On Mon, Oct 29, 2012 at 07:35:00AM -0400, Jeff King wrote:
> On Mon, Oct 29, 2012 at 07:21:52AM -0400, Drew Northup wrote:

> > > I would have expected git to at least complain about updating an
> > > annotated tag with another annotated tag. But it actually uses the same
> > > fast-forward rule, just on the pointed-to commits. So a fast-forward
> > > annotated re-tag will throw away the old tag object completely. Which
> > > seems a bit crazy to me.

> > > It seems like a no-brainer to me that annotated tags should not replace
> > > each other without a force, no matter where in the refs hierarchy they
> > > go.

> > > For lightweight tags, I think it's more gray. They are just pointers
> > > into history. Some projects may use them to tag immutable official
> > > versions, but I also see them used as shared bookmarks. Requiring "-f"
> > > may make the latter use more annoying. On the other hand, bookmark tags
> > > tend not to be pushed, or if they are, it is part of a mirror-like
> > > backup which should be forcing all updates anyway.

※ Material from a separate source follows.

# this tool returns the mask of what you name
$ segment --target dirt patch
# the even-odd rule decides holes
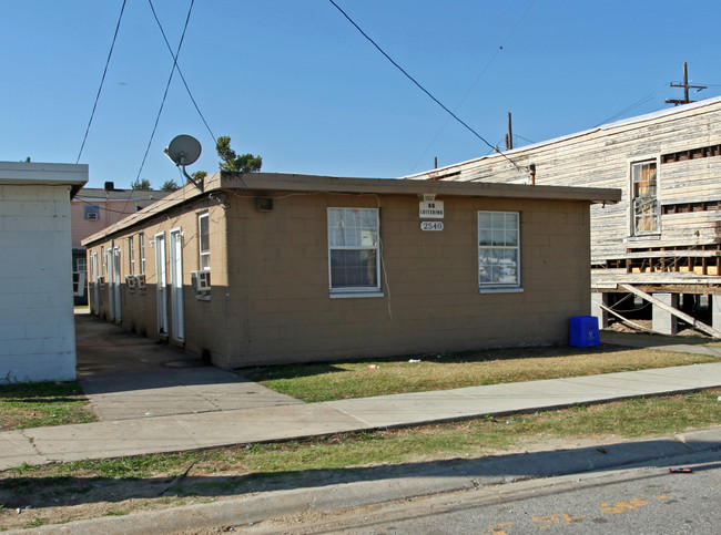
[[[465,425],[458,423],[459,429]],[[418,431],[418,430],[416,430]],[[387,435],[398,435],[407,430],[384,431]],[[423,429],[433,433],[434,426]],[[322,442],[334,443],[337,438],[329,436]],[[602,446],[622,441],[615,434],[572,440],[550,439],[517,441],[502,450],[483,450],[474,457],[508,455],[554,450]],[[457,455],[424,455],[415,462],[436,462],[458,459]],[[470,459],[468,455],[461,459]],[[11,471],[3,473],[0,484],[0,528],[31,528],[45,524],[120,516],[146,511],[159,511],[182,505],[209,503],[220,500],[237,498],[263,492],[302,488],[344,483],[362,479],[373,479],[373,471],[362,473],[358,469],[308,471],[280,474],[254,474],[246,466],[232,465],[222,460],[204,463],[200,469],[192,464],[186,471],[172,477],[28,477]],[[40,469],[40,472],[45,470]],[[39,474],[38,474],[39,475]],[[29,482],[31,480],[31,483]],[[215,528],[214,528],[215,529]],[[195,533],[195,532],[194,532]],[[205,532],[197,532],[205,533]],[[207,531],[216,533],[216,531]]]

> > Would that be an endorsement of continuing to build a patch set
> > including the snippet that Kacper posted earlier (1) in response to my
> > comment about not being sure how complicated all of this would be or
> > not?

> That patch just blocks non-forced updates to refs/tags/. I think a saner
> start would be to disallow updating non-commit objects without a force.
> We already do so for blobs and trees because they are not (and cannot
> be) fast forwards. The fact that annotated tags are checked for
> fast-forward seems to me to be a case of "it happens to work that way"
> and not anything planned. Since such a push drops the reference to the
> old version of the tag, it should probably require a force.

I'm not sure. Looking at 37fde87 ("Fix send-pack for non-commitish
tags.") I have an impression that Junio allowed for fast-forward pushes
of annotated tags on purpose. 

> Then on top of that we can talk about what lightweight tags should do.
> I'm not sure. Following the regular fast-forward rules makes some sense
> to me, because you are never losing objects. But there may be
> complications with updating tags in general because of fetch's rules,
> and we would be better off preventing people from accidentally doing so.
> I think a careful review of fetch's tag rules would be in order before
> making any decision there.

The problem with the current behaviour is, that one can never be 100% sure
that his push will not overwrite someone else tag.